A third class of prior art cloning vehicles is represented by those described in Tacon, W., et al., Molec. gen. Genet. 177, 427-428 (1980) and in Hallewell, R. A. and Emtage, S., Gene 9, 27-47 (1980), wherein the use of the E. coli tryptophan gene is described. ln the former case, three plasmids are constructed from pBR322 which contain the E. coli tryptophan promoter-operator, as well as nucleotides specifying the leader sequence and first seven amino acids of the trpE gene. These plasmids have a Hind III cloning site situated downstream from the translation initiation codon (ATG) of the trpE gene, with the cloning site in each plasmid differing in its translation phase relative to the initiation codon. In the latter case, the tryptophan promoter-operator, the trpE gene and 15% of the trpD gene are used for the expression of foreign genes.

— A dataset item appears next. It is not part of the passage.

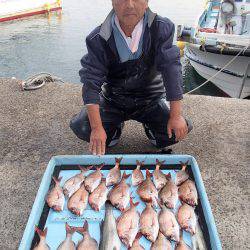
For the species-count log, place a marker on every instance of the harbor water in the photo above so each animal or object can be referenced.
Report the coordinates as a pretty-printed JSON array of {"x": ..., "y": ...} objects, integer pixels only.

In summary, the prior art has failed to develop cloning vehicles which are suited for the efficient expression of prokaryotic and eukaryotic gene products in bacterial transformants, and which at the same time utilize functional fragments such as the 3'-untranslated region or the transcription termination site of any gene for expression of an exogenous DNA insert fragment. Furthermore, the prior art has failed to utilize more than one promoter in a single expression plasmid to control the production of the desired protein. It is therefore the principal object of the present invention to provide a new class of plasmid cloning vehicles incorporating not only the promoter and 5'-untranslated region, but also the 3'-untranslated region and the transcription termination site, derived from a particular class of bacterial genes, and incorporating a second promoter fragment as well.